Features Unique to Each System (IVM Engine, PostgreSQL Features Only)

Feldera-only

# Feature Impact
1 Incremental recursive fixed-point O(Δ) recursion vs O(result) recomputation
2 True Z-set weights (integer, abelian groups) Theoretically general multiset semantics
3 Persistent operator state (in-memory + NVMe spill) Avoids re-reading snapshots on each refresh
4 Formal DBSP proofs (Lean) Machine-checked correctness

pg_trickle-only

# Feature Impact
1 20+ additional aggregate functions STRING_AGG, JSON aggs, statistical, ordered-set, regression
2 Full window function support (no TopK restriction) Arbitrary ROW_NUMBER, RANK, DENSE_RANK usage
3 DISTINCT ON (auto-rewritten) “Latest per group” pattern
4 EXCEPT ALL / INTERSECT ALL Complete multiset set operations
5 WITHIN GROUP (ORDER BY) Ordered-set aggregate support
6 Native PG parser Exact PostgreSQL SQL compatibility
7 PG cost-based optimizer for delta SQL Mature planner optimizes incremental queries
8 Full PG type system in IVM queries PostGIS, ranges, domains, custom operators
9 Views as sources (auto-inlined) Transparent view expansion in IVM
10 Partitioned table support IVM over partitioned sources
11 Window functions in recursive queries Full SQL in WITH RECURSIVE bodies
12 Auto-rewrite pipeline (6 transparent rewrites) DISTINCT ON, GROUPING SETS, view inlining, etc.

Recommendations for pg_trickle

Worth considering (IVM engine improvements)

Priority Feature Description Effort Rationale
Medium Recursive efficiency Semi-naive evaluation for WITH RECURSIVE (avoid full recomputation) 40+h Key theoretical gap vs Feldera; high effort but high payoff for recursive workloads

Not worth pursuing

Feature Reason
True Z-set weight propagation Would require rearchitecting the delta model. Binary I/D + auxiliary counters is correct and verified.
Persistent operator state Would duplicate PG’s storage engine. The stateless delta SQL model benefits from PG’s planner and MVCC.
Formal proofs (Lean) High effort, low ROI. Property-based tests + TPC-H provide practical confidence.

Conclusion

As pure IVM engines operating on PostgreSQL SQL features, Feldera and pg_trickle make fundamentally different trade-offs:

Feldera has stronger theoretical foundations (formal DBSP proofs, true Z-set weights, incremental fixed-point recursion, persistent operator state). Its IVM engine is more efficient for joins over large state and recursive computations. Its weaknesses are restricted window functions (TopK only for ranking), missing set operation variants, and a smaller built-in aggregate library.

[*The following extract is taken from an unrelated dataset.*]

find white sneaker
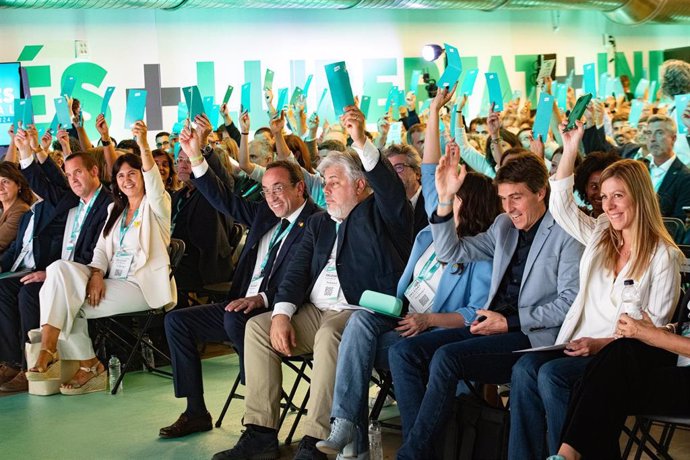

pg_trickle has broader SQL coverage (39+ aggregates, full window functions, all set operations, DISTINCT ON, PG type system) and benefits from PostgreSQL’s mature cost-based optimizer for delta queries. Its main weakness is the recomputation-diff approach to recursion.

The two systems are comparable for the most common IVM workloads (joins, filters, algebraic aggregates, subqueries, CTEs). The gap becomes significant for recursive queries, where Feldera’s IVM engine is categorically more capable rather than merely differently optimized.

For pg_trickle, the highest-impact improvement would be semi-naive recursive evaluation to close the recursion efficiency gap — the only area where Feldera has a clear advantage when limited to PostgreSQL SQL features. For all other PostgreSQL SQL constructs, pg_trickle already matches or exceeds Feldera’s coverage.